You can link evidence with particular answers as well. For example, to support a response to a questionnaire about authentication, you can attach evidence in the form of policy, an export of the appropriate group policy objects governing password characteristics, and so on.
This ability to associate evidence with questionnaires should please auditors, who require proof of a particular control, rather than simply validating that a governing policy exists.
Auditors will also appreciate the ability to generate remediation plans for particular assets based on the results of the questionnaires. The remediation guidance provided for each of the assets in scope is concise, yet thorough.
Risk Manager facilitates governance of vendors and external relationships in a way the other products do not. For example, Risk Manager ships with the ability to perform a risk assessment using the Financial Institution Shared Assessments Program Standardized Information Gathering questionnaire. It also allows you to create "perimeters" (nodes on the organizational tree) for vendors and third parties. While the other products can be configured to do similar things, native support for FISAP out of the box is a real plus for organizations who use Risk Manager in an auditing context.
Other questionnaires can be assigned to assets within the vendor perimeter. This enables you to keep track of assessments performed of a particular vendor, the evidence collected during the assessment, the vendor's compensating controls, etc.
Additionally, installation was challenging; the application has very specific installation prerequisites, and any failure of the installation process (due, for example, to lack of a prerequisite, insufficient memory or a populated database instance) resulted in an error message that required technical support to interpret.
Further, the product appears to be difficult to customize.

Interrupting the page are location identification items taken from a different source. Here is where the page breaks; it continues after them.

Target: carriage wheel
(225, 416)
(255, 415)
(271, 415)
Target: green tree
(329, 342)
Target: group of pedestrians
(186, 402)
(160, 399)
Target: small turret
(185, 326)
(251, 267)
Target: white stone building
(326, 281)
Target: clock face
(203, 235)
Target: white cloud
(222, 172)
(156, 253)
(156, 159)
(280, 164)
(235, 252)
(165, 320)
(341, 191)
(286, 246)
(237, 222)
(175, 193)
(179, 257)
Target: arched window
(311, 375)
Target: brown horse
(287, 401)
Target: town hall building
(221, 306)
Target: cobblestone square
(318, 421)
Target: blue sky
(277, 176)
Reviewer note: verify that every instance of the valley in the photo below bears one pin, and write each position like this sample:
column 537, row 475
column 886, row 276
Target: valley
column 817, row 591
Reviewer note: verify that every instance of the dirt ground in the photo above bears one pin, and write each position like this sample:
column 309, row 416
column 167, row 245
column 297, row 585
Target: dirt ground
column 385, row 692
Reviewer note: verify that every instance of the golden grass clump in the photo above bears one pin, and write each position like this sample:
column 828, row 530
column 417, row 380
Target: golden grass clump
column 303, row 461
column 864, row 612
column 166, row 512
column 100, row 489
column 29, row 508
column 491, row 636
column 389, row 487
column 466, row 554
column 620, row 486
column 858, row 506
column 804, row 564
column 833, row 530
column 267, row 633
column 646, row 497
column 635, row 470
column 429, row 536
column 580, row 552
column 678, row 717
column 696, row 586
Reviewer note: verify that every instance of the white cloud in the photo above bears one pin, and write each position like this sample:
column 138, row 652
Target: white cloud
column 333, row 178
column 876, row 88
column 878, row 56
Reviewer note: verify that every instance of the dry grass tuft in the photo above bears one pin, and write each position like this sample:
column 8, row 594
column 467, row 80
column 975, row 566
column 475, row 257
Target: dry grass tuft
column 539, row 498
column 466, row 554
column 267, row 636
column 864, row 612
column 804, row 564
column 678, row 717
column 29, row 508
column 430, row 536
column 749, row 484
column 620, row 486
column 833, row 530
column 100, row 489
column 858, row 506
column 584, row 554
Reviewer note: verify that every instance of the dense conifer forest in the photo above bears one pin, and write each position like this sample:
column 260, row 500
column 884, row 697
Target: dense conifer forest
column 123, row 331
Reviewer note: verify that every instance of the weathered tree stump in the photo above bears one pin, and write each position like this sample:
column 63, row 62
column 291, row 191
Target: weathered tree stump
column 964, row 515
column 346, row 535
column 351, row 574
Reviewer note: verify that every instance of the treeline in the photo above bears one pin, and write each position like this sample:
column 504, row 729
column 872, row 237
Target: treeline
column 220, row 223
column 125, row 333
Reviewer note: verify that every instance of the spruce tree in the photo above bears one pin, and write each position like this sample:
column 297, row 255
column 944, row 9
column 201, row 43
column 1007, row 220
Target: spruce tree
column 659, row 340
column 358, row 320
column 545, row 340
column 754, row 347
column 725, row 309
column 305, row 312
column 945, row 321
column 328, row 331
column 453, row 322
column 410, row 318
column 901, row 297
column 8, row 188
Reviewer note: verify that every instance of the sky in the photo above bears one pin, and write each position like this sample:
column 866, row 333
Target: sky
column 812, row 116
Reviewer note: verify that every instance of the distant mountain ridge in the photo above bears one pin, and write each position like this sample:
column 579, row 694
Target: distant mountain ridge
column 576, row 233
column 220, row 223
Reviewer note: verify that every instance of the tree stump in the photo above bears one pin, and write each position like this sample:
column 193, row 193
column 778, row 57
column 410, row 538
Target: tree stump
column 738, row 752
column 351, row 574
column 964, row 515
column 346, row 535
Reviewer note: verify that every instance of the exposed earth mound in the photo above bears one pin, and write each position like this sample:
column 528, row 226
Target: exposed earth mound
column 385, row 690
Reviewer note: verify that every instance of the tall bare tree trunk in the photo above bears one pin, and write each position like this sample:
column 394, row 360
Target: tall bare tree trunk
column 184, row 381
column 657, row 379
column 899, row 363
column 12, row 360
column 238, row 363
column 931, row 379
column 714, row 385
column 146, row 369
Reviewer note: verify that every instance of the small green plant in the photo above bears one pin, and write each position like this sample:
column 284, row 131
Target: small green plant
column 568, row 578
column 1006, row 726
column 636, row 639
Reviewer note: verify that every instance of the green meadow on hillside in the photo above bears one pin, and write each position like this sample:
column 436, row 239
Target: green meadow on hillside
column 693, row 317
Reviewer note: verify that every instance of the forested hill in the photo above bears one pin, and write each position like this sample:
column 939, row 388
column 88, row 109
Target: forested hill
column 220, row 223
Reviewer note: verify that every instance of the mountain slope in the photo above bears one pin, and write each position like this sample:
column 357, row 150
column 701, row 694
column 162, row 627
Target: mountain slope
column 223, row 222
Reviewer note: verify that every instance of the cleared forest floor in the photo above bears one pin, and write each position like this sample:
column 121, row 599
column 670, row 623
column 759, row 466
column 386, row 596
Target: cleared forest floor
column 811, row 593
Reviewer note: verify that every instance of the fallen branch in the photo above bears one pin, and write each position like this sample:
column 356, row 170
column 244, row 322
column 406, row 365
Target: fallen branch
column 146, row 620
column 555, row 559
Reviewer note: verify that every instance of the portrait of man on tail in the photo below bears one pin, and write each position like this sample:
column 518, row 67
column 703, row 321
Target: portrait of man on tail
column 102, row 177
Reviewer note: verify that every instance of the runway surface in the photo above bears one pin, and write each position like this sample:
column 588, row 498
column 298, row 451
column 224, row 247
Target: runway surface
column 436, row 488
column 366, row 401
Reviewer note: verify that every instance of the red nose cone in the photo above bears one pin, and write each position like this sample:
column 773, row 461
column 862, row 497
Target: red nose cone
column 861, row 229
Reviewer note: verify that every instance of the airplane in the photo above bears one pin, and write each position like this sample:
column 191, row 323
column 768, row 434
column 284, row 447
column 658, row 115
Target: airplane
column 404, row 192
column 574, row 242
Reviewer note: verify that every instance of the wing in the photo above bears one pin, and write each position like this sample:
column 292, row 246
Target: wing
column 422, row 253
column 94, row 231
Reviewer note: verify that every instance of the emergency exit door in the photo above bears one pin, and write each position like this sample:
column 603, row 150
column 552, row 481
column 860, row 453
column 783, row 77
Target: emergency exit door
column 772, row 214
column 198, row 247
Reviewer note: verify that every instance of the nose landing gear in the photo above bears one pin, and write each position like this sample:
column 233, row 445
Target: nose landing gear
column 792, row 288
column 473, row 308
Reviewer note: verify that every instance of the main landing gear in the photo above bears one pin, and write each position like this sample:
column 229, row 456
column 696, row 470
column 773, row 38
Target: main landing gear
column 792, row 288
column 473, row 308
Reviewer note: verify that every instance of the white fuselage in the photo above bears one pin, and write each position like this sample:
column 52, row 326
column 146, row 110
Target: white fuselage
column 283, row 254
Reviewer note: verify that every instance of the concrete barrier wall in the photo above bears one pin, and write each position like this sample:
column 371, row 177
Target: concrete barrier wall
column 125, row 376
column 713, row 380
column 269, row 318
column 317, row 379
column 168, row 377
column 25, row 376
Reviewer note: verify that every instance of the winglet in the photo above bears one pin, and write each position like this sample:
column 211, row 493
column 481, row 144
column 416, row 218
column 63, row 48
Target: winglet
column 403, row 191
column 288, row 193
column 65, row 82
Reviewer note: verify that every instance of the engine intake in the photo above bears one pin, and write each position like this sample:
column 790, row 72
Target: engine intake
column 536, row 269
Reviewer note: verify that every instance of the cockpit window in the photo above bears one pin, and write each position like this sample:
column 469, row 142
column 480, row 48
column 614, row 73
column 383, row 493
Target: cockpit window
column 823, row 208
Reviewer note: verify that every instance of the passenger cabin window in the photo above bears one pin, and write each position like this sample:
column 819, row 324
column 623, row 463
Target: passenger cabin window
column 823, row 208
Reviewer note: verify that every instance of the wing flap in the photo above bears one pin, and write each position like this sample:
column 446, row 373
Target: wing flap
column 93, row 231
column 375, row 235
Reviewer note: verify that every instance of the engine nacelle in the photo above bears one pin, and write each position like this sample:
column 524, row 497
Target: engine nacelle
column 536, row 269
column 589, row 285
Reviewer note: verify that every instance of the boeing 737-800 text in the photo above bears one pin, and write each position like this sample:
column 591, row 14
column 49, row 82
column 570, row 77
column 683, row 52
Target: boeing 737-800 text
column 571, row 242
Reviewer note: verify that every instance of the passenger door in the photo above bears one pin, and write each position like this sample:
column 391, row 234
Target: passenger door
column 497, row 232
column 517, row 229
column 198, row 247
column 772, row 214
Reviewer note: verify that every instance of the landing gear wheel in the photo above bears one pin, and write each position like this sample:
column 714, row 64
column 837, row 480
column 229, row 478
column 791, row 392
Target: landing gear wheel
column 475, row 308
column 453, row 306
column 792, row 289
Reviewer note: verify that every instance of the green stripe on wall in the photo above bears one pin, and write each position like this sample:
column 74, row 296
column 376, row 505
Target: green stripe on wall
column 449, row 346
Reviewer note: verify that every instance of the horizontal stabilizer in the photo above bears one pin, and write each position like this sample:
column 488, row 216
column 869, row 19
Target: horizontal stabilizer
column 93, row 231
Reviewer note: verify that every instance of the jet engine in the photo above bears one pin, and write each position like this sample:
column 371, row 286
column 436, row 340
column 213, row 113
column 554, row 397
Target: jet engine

For example, some of the built-in databases (such as the threat database) are static, precluding user customization.
One Size Doesn't Fit All
But in order to know how the vendor interprets the GRC vision, you must look beyond the marketing. All of these products are marketed similarly; they get coverage from analysts in the same reports and they're lumped together in the industry press. But they're really very different.

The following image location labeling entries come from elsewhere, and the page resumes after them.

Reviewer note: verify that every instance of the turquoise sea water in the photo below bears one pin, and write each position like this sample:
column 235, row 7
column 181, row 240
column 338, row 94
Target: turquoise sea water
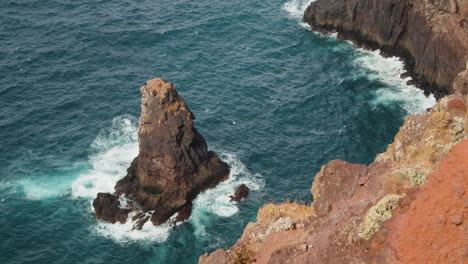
column 276, row 100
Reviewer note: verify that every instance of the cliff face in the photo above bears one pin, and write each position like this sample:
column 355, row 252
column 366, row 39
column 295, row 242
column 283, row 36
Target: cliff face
column 172, row 167
column 410, row 200
column 432, row 36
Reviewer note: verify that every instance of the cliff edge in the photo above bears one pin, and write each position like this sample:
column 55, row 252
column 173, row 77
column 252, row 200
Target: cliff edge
column 431, row 36
column 172, row 167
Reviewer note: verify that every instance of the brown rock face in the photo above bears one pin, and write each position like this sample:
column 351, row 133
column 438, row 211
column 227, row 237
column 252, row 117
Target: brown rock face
column 241, row 192
column 432, row 36
column 173, row 165
column 387, row 212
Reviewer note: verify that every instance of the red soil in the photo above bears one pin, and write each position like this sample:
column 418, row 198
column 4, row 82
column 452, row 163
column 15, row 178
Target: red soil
column 434, row 227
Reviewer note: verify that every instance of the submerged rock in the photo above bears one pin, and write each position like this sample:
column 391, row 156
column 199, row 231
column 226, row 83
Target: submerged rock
column 173, row 165
column 241, row 192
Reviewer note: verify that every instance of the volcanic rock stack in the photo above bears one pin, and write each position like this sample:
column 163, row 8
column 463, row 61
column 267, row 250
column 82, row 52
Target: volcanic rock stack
column 173, row 165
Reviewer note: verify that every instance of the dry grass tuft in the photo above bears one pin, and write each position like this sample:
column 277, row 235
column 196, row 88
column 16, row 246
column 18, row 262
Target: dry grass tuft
column 269, row 213
column 379, row 213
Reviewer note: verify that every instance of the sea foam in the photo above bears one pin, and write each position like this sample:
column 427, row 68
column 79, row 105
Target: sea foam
column 295, row 9
column 376, row 67
column 388, row 71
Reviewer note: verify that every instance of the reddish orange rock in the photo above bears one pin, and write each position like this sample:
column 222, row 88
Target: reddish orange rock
column 433, row 229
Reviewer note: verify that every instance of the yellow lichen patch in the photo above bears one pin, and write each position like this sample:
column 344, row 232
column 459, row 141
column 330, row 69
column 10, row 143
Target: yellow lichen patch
column 270, row 213
column 172, row 107
column 379, row 213
column 242, row 255
column 405, row 177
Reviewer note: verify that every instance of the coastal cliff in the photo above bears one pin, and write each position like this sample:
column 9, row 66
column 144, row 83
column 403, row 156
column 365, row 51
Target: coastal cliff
column 172, row 167
column 431, row 36
column 410, row 204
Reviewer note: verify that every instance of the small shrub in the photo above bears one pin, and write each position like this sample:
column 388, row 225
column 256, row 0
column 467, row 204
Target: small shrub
column 153, row 191
column 416, row 178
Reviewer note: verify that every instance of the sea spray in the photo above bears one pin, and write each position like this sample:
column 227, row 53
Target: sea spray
column 295, row 9
column 115, row 147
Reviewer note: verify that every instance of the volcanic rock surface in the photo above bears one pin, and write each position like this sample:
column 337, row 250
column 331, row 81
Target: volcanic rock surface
column 173, row 165
column 408, row 206
column 432, row 36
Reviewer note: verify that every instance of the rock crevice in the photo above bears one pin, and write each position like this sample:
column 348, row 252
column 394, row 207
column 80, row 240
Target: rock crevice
column 431, row 36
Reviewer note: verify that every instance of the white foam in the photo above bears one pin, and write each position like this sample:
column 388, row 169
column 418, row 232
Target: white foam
column 295, row 9
column 388, row 71
column 124, row 233
column 115, row 148
column 216, row 201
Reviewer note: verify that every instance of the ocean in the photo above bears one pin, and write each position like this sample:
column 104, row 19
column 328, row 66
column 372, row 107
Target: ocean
column 274, row 99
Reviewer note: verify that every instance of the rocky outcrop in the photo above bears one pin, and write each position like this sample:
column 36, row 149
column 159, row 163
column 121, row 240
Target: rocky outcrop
column 431, row 36
column 172, row 167
column 368, row 214
column 410, row 204
column 241, row 192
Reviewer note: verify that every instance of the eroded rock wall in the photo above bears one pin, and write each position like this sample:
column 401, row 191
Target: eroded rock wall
column 352, row 217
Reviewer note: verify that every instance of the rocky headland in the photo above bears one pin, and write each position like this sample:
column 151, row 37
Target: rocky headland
column 173, row 165
column 431, row 36
column 410, row 205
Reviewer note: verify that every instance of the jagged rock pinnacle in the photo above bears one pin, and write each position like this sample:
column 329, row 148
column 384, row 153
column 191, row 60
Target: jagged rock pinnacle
column 173, row 165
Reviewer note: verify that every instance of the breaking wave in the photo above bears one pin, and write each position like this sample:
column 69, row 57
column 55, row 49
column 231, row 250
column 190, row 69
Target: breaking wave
column 115, row 148
column 388, row 71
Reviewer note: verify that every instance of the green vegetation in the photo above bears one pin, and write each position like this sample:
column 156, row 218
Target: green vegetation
column 379, row 213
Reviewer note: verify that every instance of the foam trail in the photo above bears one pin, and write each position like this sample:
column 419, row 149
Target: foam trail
column 216, row 201
column 115, row 148
column 296, row 8
column 388, row 71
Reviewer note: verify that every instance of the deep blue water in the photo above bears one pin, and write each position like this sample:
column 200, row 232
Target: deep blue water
column 275, row 99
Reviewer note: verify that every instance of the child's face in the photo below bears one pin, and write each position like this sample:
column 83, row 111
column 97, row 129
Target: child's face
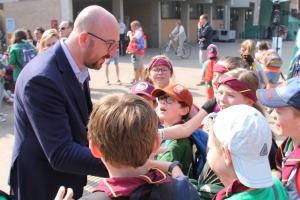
column 152, row 103
column 160, row 75
column 226, row 96
column 215, row 157
column 169, row 109
column 286, row 123
column 215, row 80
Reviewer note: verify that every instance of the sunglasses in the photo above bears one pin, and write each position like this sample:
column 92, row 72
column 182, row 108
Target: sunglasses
column 112, row 44
column 63, row 28
column 169, row 100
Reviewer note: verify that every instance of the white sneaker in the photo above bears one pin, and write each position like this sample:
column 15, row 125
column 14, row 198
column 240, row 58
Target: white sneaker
column 2, row 119
column 3, row 115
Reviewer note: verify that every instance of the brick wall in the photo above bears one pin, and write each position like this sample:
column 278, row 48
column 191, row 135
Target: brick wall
column 142, row 13
column 31, row 14
column 193, row 30
column 167, row 26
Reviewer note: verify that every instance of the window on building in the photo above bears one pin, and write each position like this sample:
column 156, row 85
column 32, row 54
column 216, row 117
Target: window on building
column 218, row 12
column 248, row 14
column 170, row 10
column 196, row 10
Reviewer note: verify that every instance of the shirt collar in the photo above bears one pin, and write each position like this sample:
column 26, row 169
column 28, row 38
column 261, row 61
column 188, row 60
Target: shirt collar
column 81, row 74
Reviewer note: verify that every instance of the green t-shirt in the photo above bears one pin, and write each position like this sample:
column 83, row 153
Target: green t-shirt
column 180, row 150
column 15, row 58
column 263, row 193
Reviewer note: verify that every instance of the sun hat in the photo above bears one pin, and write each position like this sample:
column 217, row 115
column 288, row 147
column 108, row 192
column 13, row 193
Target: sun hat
column 247, row 135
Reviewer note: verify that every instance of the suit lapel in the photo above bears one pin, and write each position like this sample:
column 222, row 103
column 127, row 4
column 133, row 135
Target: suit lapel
column 70, row 78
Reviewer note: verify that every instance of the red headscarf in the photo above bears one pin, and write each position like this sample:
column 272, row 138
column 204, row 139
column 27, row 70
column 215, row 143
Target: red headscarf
column 159, row 61
column 221, row 68
column 238, row 86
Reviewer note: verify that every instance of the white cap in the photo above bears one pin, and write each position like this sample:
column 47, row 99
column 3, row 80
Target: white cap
column 247, row 135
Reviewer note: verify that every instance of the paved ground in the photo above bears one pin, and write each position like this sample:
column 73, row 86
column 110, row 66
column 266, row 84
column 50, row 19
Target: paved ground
column 187, row 72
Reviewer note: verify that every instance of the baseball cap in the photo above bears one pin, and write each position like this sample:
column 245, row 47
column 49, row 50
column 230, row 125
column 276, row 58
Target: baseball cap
column 286, row 94
column 143, row 87
column 177, row 92
column 212, row 51
column 247, row 135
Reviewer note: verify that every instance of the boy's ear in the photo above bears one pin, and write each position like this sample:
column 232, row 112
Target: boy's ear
column 250, row 102
column 94, row 149
column 184, row 111
column 157, row 142
column 227, row 156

What does that mean to the industry? Maybe we should start segmenting the GRC market to reflect the fact that these products aren't the same. What does it mean for GRC vendors? Maybe it's not a threat if your product doesn't do exactly the same thing as the other guy's product. And what does that mean for the consumer? It means you need to be extra careful before you buy: Make sure your vendor's vision of the market aligns with yours, and that the product you're buying does what you think it will.